Enterrar a los muertos no sólo es una lección de humanidad, es una lección de quiénes somos
Enterrar a los muertos no es una determinación que provenga de la cultura. Hay algo inscrito muy dentro de los costados, muy donde no se sabe, pero muy adentro, que nos dicta el amargo servicio de enterrar a aquellos a quienes amamos mientras les tuvimos cerca. Le pasó a Antígona con su hermano y le pasa los padres de Marta del Castillo.
Todavía recuerdo las palabras amargas del familiar de aquella joven española que murió en las Torres Gemelas y que, incluso tres años después del 11S, aún esperaba la llamada de su hija. A ella no pudo despedirla, porque se evaporó y no hubo cadáver que guardar bajo tierra. El desvanecimiento de un ser querido es impensable para el hombre, insufrible como una herida perpetuamente abierta.
Los huesos, la piel, cada uno de los órganos, el pelo, el olor, los gestos, el color de los ojos, la zancada (que es estrictamente peculiar en cada uno), la mirada, el tono de voz, la manera de dolerse, la textura de las manos, los hoyuelos de la cara, los dedos de los pies, la semilla generosa de los lunares, todo eso también “fue” la persona a quien quisimos.

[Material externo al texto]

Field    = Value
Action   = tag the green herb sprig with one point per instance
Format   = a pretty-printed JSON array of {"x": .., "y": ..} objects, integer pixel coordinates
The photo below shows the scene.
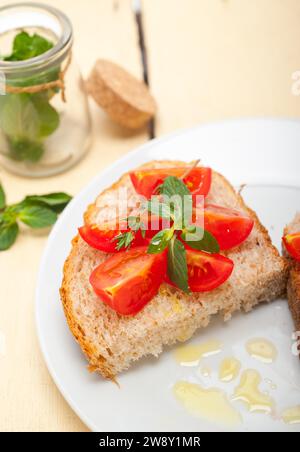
[
  {"x": 176, "y": 205},
  {"x": 28, "y": 119},
  {"x": 37, "y": 212}
]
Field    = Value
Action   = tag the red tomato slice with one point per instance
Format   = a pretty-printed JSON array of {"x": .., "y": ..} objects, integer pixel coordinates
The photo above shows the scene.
[
  {"x": 127, "y": 281},
  {"x": 292, "y": 245},
  {"x": 228, "y": 226},
  {"x": 102, "y": 238},
  {"x": 206, "y": 271},
  {"x": 146, "y": 181}
]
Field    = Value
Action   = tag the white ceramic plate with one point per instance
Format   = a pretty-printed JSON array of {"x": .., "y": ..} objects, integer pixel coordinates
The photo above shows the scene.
[{"x": 264, "y": 154}]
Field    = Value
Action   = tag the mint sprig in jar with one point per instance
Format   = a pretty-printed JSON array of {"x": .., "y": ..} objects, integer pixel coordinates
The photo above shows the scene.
[{"x": 45, "y": 125}]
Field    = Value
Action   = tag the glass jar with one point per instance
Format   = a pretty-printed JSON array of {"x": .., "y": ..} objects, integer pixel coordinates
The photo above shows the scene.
[{"x": 45, "y": 125}]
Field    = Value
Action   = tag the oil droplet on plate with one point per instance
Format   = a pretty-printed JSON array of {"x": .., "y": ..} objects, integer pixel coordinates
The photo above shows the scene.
[
  {"x": 229, "y": 369},
  {"x": 209, "y": 404},
  {"x": 271, "y": 384},
  {"x": 190, "y": 355},
  {"x": 292, "y": 415},
  {"x": 262, "y": 349},
  {"x": 248, "y": 392}
]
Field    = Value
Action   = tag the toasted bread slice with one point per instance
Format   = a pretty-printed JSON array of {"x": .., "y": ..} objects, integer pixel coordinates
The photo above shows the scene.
[
  {"x": 294, "y": 279},
  {"x": 112, "y": 342}
]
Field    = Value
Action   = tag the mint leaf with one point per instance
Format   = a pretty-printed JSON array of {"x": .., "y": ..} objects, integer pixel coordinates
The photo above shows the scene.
[
  {"x": 176, "y": 194},
  {"x": 177, "y": 264},
  {"x": 8, "y": 235},
  {"x": 174, "y": 186},
  {"x": 18, "y": 117},
  {"x": 2, "y": 198},
  {"x": 48, "y": 117},
  {"x": 56, "y": 201},
  {"x": 26, "y": 46},
  {"x": 201, "y": 240},
  {"x": 124, "y": 240},
  {"x": 25, "y": 150},
  {"x": 37, "y": 217},
  {"x": 160, "y": 241}
]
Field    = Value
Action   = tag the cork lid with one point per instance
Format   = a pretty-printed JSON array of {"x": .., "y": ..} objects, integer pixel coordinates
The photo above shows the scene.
[{"x": 126, "y": 99}]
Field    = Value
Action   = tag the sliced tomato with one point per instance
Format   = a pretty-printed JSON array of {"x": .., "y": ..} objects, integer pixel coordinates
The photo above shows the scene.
[
  {"x": 127, "y": 281},
  {"x": 292, "y": 245},
  {"x": 103, "y": 237},
  {"x": 206, "y": 271},
  {"x": 147, "y": 181},
  {"x": 230, "y": 227}
]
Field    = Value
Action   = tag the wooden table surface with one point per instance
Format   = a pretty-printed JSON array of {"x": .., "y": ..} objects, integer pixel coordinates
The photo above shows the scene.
[{"x": 208, "y": 60}]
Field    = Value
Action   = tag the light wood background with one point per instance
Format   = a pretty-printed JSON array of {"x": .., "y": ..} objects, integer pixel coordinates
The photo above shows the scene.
[{"x": 209, "y": 60}]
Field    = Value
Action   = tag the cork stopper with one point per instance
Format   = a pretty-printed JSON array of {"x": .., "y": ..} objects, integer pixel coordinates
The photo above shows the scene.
[{"x": 125, "y": 99}]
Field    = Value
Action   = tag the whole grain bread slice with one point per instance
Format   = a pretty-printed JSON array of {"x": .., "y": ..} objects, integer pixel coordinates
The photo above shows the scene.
[
  {"x": 294, "y": 278},
  {"x": 112, "y": 342}
]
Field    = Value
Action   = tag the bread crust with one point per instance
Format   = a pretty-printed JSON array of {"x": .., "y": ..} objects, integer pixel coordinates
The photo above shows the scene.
[
  {"x": 99, "y": 363},
  {"x": 293, "y": 288}
]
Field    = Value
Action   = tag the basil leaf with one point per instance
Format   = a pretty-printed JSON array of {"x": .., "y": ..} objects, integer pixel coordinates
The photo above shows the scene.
[
  {"x": 18, "y": 117},
  {"x": 37, "y": 216},
  {"x": 48, "y": 117},
  {"x": 56, "y": 201},
  {"x": 2, "y": 198},
  {"x": 174, "y": 186},
  {"x": 23, "y": 149},
  {"x": 8, "y": 235},
  {"x": 177, "y": 265},
  {"x": 201, "y": 240},
  {"x": 159, "y": 209},
  {"x": 160, "y": 241}
]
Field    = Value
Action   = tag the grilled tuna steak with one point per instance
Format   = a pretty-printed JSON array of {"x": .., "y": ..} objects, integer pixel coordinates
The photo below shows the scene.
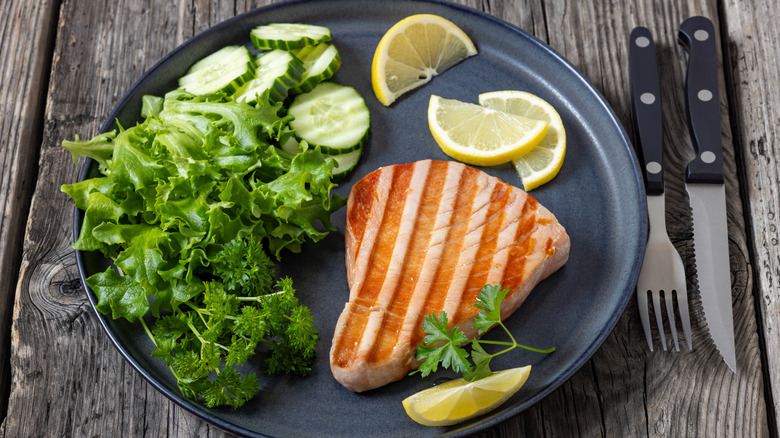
[{"x": 425, "y": 237}]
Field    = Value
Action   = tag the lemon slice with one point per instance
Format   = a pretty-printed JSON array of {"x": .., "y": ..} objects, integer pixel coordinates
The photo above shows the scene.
[
  {"x": 481, "y": 136},
  {"x": 544, "y": 161},
  {"x": 415, "y": 50},
  {"x": 459, "y": 400}
]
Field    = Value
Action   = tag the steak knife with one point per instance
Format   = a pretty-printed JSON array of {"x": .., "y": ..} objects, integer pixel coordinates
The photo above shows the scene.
[{"x": 705, "y": 184}]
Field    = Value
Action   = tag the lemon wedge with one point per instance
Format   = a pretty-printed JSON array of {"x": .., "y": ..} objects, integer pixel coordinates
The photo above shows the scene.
[
  {"x": 459, "y": 400},
  {"x": 415, "y": 50},
  {"x": 544, "y": 161},
  {"x": 481, "y": 136}
]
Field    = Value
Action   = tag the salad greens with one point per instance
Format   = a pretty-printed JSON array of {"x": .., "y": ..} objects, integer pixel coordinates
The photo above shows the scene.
[
  {"x": 192, "y": 205},
  {"x": 443, "y": 346}
]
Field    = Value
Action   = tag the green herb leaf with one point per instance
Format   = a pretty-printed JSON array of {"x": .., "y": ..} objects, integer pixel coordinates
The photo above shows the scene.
[{"x": 447, "y": 350}]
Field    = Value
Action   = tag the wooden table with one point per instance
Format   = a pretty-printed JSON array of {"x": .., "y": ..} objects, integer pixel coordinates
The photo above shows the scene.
[{"x": 65, "y": 65}]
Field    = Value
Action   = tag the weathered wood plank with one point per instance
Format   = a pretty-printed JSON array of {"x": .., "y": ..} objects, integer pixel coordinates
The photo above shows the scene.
[
  {"x": 26, "y": 31},
  {"x": 625, "y": 390},
  {"x": 752, "y": 45}
]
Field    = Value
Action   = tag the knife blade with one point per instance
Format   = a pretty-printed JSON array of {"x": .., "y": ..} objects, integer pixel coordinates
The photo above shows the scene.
[{"x": 704, "y": 183}]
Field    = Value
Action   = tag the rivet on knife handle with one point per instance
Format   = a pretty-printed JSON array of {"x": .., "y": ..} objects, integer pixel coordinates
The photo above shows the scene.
[
  {"x": 697, "y": 35},
  {"x": 646, "y": 107}
]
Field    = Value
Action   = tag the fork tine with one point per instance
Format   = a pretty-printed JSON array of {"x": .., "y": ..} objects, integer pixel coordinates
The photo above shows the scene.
[
  {"x": 642, "y": 299},
  {"x": 659, "y": 317},
  {"x": 668, "y": 297},
  {"x": 685, "y": 318}
]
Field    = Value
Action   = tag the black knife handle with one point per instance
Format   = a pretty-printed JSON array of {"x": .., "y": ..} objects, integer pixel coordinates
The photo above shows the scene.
[
  {"x": 697, "y": 36},
  {"x": 646, "y": 106}
]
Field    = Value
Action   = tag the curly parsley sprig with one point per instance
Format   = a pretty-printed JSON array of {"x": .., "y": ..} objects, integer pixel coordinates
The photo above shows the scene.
[
  {"x": 204, "y": 340},
  {"x": 443, "y": 345}
]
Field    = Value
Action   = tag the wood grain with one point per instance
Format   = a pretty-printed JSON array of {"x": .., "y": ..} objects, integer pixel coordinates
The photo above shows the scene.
[
  {"x": 26, "y": 30},
  {"x": 68, "y": 380}
]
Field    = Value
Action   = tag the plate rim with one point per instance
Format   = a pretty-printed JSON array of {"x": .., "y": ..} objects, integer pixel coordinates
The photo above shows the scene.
[{"x": 198, "y": 409}]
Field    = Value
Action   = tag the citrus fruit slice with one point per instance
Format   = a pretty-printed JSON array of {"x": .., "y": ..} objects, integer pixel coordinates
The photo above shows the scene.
[
  {"x": 481, "y": 136},
  {"x": 459, "y": 400},
  {"x": 544, "y": 161},
  {"x": 415, "y": 50}
]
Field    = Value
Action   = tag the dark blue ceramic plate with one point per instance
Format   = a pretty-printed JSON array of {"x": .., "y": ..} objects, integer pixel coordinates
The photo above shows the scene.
[{"x": 597, "y": 196}]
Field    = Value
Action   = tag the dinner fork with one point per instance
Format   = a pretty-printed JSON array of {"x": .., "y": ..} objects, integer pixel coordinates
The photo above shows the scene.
[{"x": 662, "y": 270}]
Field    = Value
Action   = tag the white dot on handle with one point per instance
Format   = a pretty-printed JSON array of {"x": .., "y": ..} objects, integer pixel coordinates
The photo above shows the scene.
[
  {"x": 647, "y": 98},
  {"x": 653, "y": 167}
]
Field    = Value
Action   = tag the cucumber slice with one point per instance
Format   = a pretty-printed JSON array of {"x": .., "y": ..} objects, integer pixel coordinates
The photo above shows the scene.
[
  {"x": 288, "y": 36},
  {"x": 225, "y": 70},
  {"x": 277, "y": 71},
  {"x": 345, "y": 163},
  {"x": 321, "y": 62},
  {"x": 332, "y": 116}
]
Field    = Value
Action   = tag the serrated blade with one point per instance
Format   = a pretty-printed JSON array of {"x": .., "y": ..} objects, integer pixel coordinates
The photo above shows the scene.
[{"x": 710, "y": 240}]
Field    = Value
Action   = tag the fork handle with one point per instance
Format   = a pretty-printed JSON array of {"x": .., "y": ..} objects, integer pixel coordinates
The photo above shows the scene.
[{"x": 646, "y": 107}]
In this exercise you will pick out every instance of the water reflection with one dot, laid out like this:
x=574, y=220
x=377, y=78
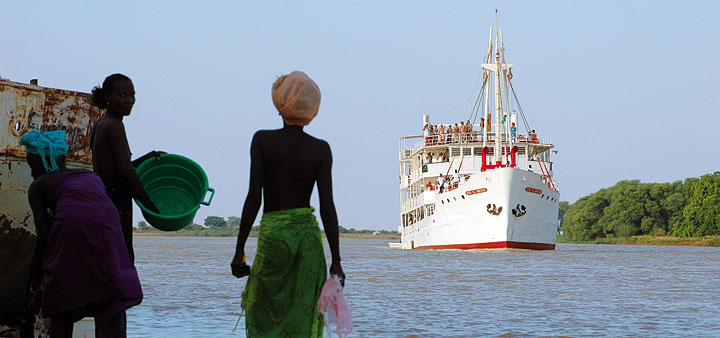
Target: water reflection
x=576, y=291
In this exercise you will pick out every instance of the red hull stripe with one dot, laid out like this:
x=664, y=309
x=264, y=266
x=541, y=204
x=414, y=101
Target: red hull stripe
x=491, y=245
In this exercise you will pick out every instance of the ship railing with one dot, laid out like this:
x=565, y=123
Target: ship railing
x=474, y=138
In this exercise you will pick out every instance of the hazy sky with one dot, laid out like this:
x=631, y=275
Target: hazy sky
x=627, y=89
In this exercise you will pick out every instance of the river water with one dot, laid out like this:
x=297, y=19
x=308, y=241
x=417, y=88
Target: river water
x=577, y=290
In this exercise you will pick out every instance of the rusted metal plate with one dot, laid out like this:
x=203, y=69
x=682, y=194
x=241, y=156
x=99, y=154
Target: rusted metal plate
x=24, y=107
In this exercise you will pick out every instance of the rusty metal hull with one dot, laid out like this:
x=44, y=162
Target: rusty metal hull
x=24, y=107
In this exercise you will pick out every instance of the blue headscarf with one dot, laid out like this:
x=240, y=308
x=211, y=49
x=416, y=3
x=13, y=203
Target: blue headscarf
x=49, y=145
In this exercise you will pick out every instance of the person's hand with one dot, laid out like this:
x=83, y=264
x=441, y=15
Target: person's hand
x=336, y=269
x=156, y=154
x=238, y=266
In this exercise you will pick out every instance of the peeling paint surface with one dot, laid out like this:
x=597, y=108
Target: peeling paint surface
x=24, y=107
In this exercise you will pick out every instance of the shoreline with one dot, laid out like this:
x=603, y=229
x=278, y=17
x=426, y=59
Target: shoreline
x=176, y=234
x=710, y=241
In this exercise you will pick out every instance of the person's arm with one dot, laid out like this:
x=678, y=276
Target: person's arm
x=250, y=209
x=125, y=168
x=39, y=208
x=328, y=213
x=138, y=161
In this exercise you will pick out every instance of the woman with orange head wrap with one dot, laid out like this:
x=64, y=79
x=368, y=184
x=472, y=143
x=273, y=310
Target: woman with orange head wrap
x=288, y=270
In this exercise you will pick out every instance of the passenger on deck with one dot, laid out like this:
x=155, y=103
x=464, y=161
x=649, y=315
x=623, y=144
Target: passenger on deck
x=471, y=135
x=482, y=126
x=81, y=258
x=111, y=152
x=427, y=134
x=288, y=271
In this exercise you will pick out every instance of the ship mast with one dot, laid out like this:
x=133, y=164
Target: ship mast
x=496, y=66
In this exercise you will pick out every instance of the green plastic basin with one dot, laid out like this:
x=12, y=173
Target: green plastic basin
x=178, y=186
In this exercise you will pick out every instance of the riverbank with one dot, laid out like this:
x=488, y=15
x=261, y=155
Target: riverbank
x=713, y=241
x=232, y=232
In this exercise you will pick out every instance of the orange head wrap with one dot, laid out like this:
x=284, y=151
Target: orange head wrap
x=296, y=97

Nadie ama un alma separada de su propio cuerpo. Nadie separa cuando ama, el hombre no sabe diseccionar. Somos como los niños, que juntamos las cosas y las vemos de una pieza, como cirujanos somos una calamidad.
Eso que tenemos entre los costados, muy adentro, nos regala la intuición de que ese alma de la persona querida era insustituible sin ese cuerpo. Que se lo digan a la madre de Marta, que se lo digan a los padres que han perdido sus hijos en circunstancias dramáticas (porque ya sólo el morirse antes que los padres es un drama).
Enterrar a los muertos no sólo es una lección de humanidad, es una lección de quiénes somos.